Reliving a Moment

I have had my heart broken.

a pink heart surrounded by abstract purple trees
Image created via Midjourney 

The other night, Ger and I were lounging around after watching a not-so-good movie.  It ended with a predictable "boy and girl get back together and decide to get married" moment.  We both thought it would have been much more interesting if the girl had walked away from the relationship, but that likely doesn't make for a satisfying ending for viewers.  Much better that hearts not be broken, and everything is tied up with a bow and a large engagement ring, right?

"We should make a covenant about our marriage," Ger said, as the credits rolled in the background and we had turned to discussing the sub-par movie.

"We already did that," I reminded him, smiling.  "Also known as our wedding vows."

"No, no," he said, "I mean something more current."

"Well, people do renew their vows," I told him.  "We could do something like that."  I have sometimes looked back on our wedding, so long ago, when we were so young, and wondered what it would be like to share that moment with the people that we love and care about now.

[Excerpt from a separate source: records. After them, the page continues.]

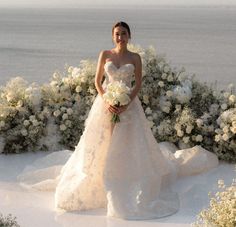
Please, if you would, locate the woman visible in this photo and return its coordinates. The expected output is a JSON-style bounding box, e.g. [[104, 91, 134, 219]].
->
[[17, 22, 218, 220], [55, 22, 179, 219]]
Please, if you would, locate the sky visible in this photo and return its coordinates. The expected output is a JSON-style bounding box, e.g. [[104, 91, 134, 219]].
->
[[0, 0, 236, 8]]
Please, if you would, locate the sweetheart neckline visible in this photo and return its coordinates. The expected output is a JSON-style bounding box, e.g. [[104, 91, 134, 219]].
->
[[104, 61, 135, 70]]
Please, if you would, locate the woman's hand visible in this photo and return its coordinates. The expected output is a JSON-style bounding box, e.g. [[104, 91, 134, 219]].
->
[[118, 104, 129, 114], [105, 102, 119, 114]]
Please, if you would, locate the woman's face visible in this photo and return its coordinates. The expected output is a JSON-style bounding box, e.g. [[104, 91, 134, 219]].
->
[[112, 26, 130, 46]]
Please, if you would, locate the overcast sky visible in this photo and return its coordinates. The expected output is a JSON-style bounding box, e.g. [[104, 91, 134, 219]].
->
[[0, 0, 236, 8]]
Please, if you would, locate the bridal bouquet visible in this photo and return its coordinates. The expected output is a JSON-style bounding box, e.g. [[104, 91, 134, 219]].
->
[[103, 81, 130, 123]]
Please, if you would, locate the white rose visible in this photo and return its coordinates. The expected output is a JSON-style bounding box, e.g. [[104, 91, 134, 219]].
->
[[65, 120, 72, 127], [161, 73, 167, 80], [17, 100, 23, 107], [175, 104, 181, 111], [229, 95, 236, 103], [75, 85, 82, 93], [66, 108, 74, 115], [215, 135, 221, 142], [143, 95, 149, 104], [186, 125, 193, 134], [145, 107, 152, 114], [196, 118, 203, 128], [177, 130, 184, 137], [23, 120, 30, 126], [29, 115, 35, 122], [196, 135, 203, 142], [32, 120, 39, 126], [60, 124, 66, 131], [183, 136, 189, 143], [20, 129, 28, 136], [0, 121, 5, 127], [220, 103, 227, 110], [158, 81, 165, 87], [222, 134, 229, 141], [223, 125, 229, 133], [62, 113, 68, 120], [53, 110, 61, 117], [162, 106, 170, 113], [147, 120, 154, 128], [163, 65, 170, 73], [174, 123, 181, 130], [167, 75, 174, 82], [166, 90, 173, 97], [224, 92, 230, 98], [230, 126, 236, 134]]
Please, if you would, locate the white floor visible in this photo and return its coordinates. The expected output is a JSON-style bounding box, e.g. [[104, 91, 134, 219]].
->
[[0, 152, 236, 227]]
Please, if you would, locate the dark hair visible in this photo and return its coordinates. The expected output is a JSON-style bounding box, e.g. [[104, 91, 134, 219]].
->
[[112, 21, 131, 38]]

He shook his head. "Nothing in public."

"It could be private," I said.  "Something just between us."

He snuggled into my shoulder.  "We need to make a covenant never to break each other's hearts.  I've never had my heart broken before."

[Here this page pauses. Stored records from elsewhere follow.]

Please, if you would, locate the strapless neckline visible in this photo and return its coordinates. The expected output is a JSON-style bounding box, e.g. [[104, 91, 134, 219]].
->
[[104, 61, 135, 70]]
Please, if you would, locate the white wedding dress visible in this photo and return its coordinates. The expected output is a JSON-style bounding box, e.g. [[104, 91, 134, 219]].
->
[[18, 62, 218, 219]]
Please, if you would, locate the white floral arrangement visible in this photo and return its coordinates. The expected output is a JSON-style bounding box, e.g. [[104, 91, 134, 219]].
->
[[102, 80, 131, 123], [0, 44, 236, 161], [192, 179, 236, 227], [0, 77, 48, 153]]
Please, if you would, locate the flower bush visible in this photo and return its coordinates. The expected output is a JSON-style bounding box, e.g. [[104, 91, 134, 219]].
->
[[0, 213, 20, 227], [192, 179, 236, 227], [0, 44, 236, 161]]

At those words, I stiffened.  I could feel the tears arrive, intensely filling the rims of my eyes.  Blinking would only cause them to spill over, but I couldn't hold them back.  I didn't even try.

"I have had my heart broken," I said quietly.  "When our babies died."

The tears gained strength.  I gave low, shuddering sobs.  I held my hand on my chest, because what I relived in that moment was the pain I felt when my heart did break.  It isn't just a metaphor.  A broken heart manifests a physical response that I didn't know was possible until it happened.

Ger held my shoulders.  The pressure, the weight, helped to calm me but it took a few minutes.  I had reached a state of uncontrollable crying that has not happened for awhile.  I was remembering those first few days at home, after delivering both Nelle and Iris.  Those days of the most potent pain and grief, wondering how I would ever be whole again.

"It's never the same," I managed to say, in between gulps for air.  "Never.  You can try to put a broken heart back together, but it is never, EVER the same.  It can't be."